There is also a question of fact concerning JMF's obligations to pay certain sums to Mount Sinai after it perceived that Mount Sinai had breached the Agreements, so as to release JMF from having to complete the contract. "In the absence of some factor excusing compliance with the terms of a contract, a [party] seeking to maintain the action for . . . damages for nonperformance of a contract must demonstrate a tender of his or her own performance was made [internal quotation marks and citation omitted]." First Frontier Pro Rodeo Circuit Finals LLC v PRCA First Frontier Circuit, 291 AD2d 645, 645 (3d Dept 2002); see also Roberts v Borg , 35 AD3d 617 (2d Dept 2006) (failure of performance by one party to a contract can excuse the other party from continuing to perform). Therefore, JMF will have to establish that Mount Sinai's alleged breach predated JMF's alleged nonperformance before it can prove a right to cease making payments as called for under the Agreements. This, too, is an unresolved questions of fact.

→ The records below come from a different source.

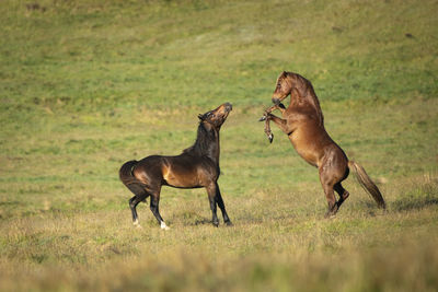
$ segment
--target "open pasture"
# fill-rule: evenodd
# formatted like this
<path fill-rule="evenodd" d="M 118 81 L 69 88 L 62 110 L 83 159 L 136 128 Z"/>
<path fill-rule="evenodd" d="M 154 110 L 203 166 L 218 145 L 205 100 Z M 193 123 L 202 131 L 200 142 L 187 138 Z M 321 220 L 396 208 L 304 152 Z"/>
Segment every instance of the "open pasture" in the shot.
<path fill-rule="evenodd" d="M 1 1 L 1 291 L 436 291 L 436 1 Z M 318 172 L 257 122 L 283 70 L 374 179 L 335 219 Z M 178 154 L 233 104 L 219 179 L 163 188 L 160 230 L 118 168 Z"/>

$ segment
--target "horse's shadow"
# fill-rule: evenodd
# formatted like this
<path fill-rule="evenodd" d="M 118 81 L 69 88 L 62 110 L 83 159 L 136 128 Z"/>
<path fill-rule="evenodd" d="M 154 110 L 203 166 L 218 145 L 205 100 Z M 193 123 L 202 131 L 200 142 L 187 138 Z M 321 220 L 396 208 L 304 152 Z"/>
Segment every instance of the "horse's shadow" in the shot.
<path fill-rule="evenodd" d="M 397 212 L 402 212 L 422 210 L 436 205 L 438 205 L 438 195 L 436 195 L 436 197 L 426 197 L 420 199 L 401 198 L 391 203 L 391 209 Z"/>

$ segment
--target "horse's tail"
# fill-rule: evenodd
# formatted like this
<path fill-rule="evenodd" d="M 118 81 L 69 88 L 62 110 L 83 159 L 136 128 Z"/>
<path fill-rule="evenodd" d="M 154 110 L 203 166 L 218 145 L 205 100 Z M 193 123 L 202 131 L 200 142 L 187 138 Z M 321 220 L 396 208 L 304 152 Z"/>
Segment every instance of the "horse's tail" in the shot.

Mount Sinai also is not entitled to summary judgment based on its theory that JMF failed to timely complain that the Division had not been properly renamed. "Waiver is the intentional relinquishment of a known right, and therefore may be inferred from conduct or a failure to act that [e]vinces an intent not to claim the purported advantage.'" Fundamental Portfolio Advisors, Inc. v Tocqueville Asset Management, L.P. , 22 AD3d 204 , 209 (1st Dept 2005), quoting Hadden v Consolidated Edison Company of New York, 45 NY2d 466, 469 (1978). The waiver must be "clear, unequivocal and deliberate [internal quotation marks and citation omitted]." Silverman v Silverman, 304 AD2d 41, 46 (1st Dept 2003). Here, there is no evidence that, merely because JFM complained only infrequently about Mount Sinai's alleged failure to name the Division after their son (assuming that that is so), it knowingly, clearly, unequivocally and deliberately relinquished its right to do so.
Accordingly, it is
ORDERED that defendant The Jeffrey Modell Foundation, Inc.'s motion for partial summary judgment on its first counterclaim is denied; and it is further
ORDERED that plaintiff The Mount Sinai Medical Center, Inc.'s cross motion for partial summary judgment dismissing defendant's first counterclaim is denied.